How does a browser-based recommendation engine work without a server?

Items are embedded into 384-dimensional vectors using a 33 MB model (BGE-small-en-v1.5). User preferences are computed by averaging the vectors of liked items into a preference centroid. Recommendations are found via nearest-neighbor search against the catalog using cosine similarity, with all data staying in IndexedDB on the user's device.

What recommendation modes are supported with browser-based embeddings?

Three modes: 'More Like This' finds items similar to a specific product using its stored vector, 'For You' builds a user preference vector by averaging liked item embeddings, and 'Trending in Your Taste' combines the preference vector with metadata filters like category, price range, and minimum rating.

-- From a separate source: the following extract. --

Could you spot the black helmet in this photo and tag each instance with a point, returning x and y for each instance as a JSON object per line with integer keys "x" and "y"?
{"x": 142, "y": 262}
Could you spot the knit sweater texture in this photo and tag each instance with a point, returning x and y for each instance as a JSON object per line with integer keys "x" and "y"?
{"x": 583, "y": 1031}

How does a browser recommendation engine handle the cold start problem?

Three strategies work locally: search-query seeding embeds the user's first search as a temporary preference vector, category-based defaults use a hand-written seed description for the landing context, and popularity fallback sorts by stored metadata like view count or rating when no personalization signal exists.

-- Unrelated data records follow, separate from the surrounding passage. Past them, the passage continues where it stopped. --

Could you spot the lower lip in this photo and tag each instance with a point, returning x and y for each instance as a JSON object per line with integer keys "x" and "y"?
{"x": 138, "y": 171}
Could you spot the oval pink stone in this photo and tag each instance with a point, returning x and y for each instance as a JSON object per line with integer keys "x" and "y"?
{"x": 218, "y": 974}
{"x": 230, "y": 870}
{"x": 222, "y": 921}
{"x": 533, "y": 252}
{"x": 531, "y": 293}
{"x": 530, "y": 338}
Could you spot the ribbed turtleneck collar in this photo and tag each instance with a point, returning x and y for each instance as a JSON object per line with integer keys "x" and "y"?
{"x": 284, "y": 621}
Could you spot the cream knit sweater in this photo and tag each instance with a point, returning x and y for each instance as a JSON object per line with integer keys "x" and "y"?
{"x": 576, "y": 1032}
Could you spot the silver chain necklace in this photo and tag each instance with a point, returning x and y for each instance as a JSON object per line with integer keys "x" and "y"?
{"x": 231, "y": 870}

What are the trade-offs of browser-based recommendations versus cloud services?

You lose collaborative filtering ('users who bought X also bought Y') since that requires cross-user data on a server. You gain complete privacy (no behavioral data collection), zero operational cost, offline capability, and 1-5ms latency versus 50-200ms for cloud services. For content platforms and e-commerce catalogs, the trade-off is generally favorable.

Building a Recommendation Engine in the Browser With Embeddings and Cosine Similarity

Netflix, Spotify, and Amazon spend hundreds of millions of dollars per year on recommendation infrastructure. Their systems ingest every click, hover, scroll, and dwell-time event, ship that behavioral data to a server farm, crunch it through collaborative filtering pipelines, and serve the results back - all while building a surveillance profile of every user.

What if the recommendation engine ran in the browser tab? What if user preferences never left the device? What if the entire pipeline - embedding items, building preference vectors, computing similarity, filtering by metadata - cost exactly zero dollars per month?

That is what we are going to build. A content-based recommendation engine using vector embeddings and cosine similarity, running entirely client-side with LocalMode. No API keys. No tracking pixels. No backend. Items go in, personalized recommendations come out - and every byte of user behavior stays on the device where it belongs.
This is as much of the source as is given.